2025 wird Demokratie im Graz Museum auch explizit als Jahresthema „Stadt und Demokratie“ sichtbar. Zwei dazu entwickelte Ausstellungen betonen, dass die Grundlage für Entstehung und Erhalt von Demokratie ein robuster institutioneller Rahmen ist, der auf Grund- und Menschenrechten sowie der Verfassung basiert. Darüber hinaus gilt es, gemeinsame Bilder des Zusammenlebens als Fundament eines demokratischen Selbstbewusstseins zu entwickeln und soziale wie kulturelle Räume für eine gelebte Demokratie zu schaffen.
Diese Haltung und dieser Blick auf Demokratie als Lebensform prägen die Ausstellung Demokratie, heast! und verbinden sie mit der Ausstellung Ins Ungewisse.

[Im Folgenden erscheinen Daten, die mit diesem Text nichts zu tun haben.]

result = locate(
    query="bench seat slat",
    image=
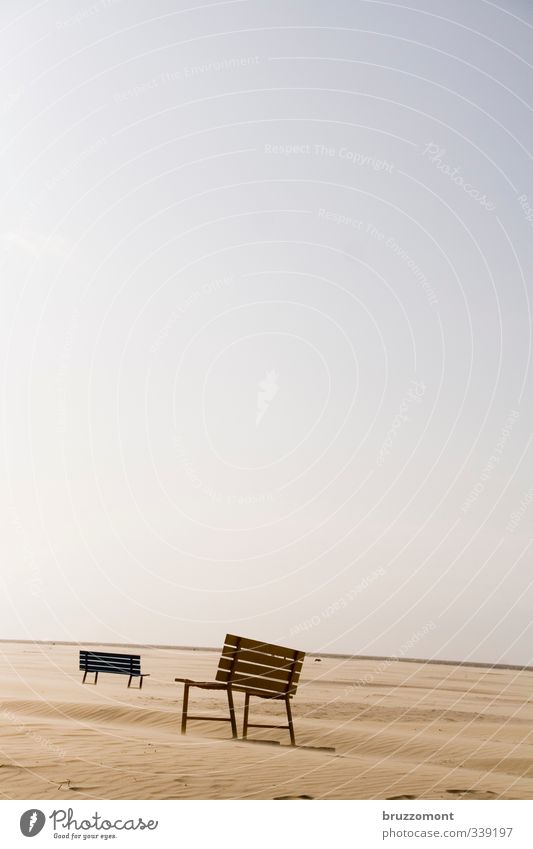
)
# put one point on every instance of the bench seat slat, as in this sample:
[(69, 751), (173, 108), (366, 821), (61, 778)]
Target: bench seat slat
[(228, 671)]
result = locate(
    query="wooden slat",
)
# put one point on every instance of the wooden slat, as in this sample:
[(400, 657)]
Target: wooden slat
[(256, 645), (264, 684), (253, 669), (263, 658)]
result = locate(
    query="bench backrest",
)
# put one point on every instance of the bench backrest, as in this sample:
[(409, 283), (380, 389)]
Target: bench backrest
[(261, 668), (102, 661)]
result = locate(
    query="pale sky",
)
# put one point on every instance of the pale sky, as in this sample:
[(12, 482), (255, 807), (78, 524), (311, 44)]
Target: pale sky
[(265, 324)]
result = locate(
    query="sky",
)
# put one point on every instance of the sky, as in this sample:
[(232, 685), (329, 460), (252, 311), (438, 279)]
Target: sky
[(265, 324)]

Graz 1945–1965. Letztere erzählt den Weg der Demokratiewerdung vom Ende der NS-Diktatur über den wirtschaftlichen „Aufschwung“ der 1950er-Jahre bis hin zu relativem Wohlstand und einer stabilen, weitgehend demokratischen Gesellschaftsordnung 1965. Sie entwirft damit das Bild einer Gesellschaft im Spannungsfeld zwischen erlebter Gewalt und demokratischer Neuausrichtung.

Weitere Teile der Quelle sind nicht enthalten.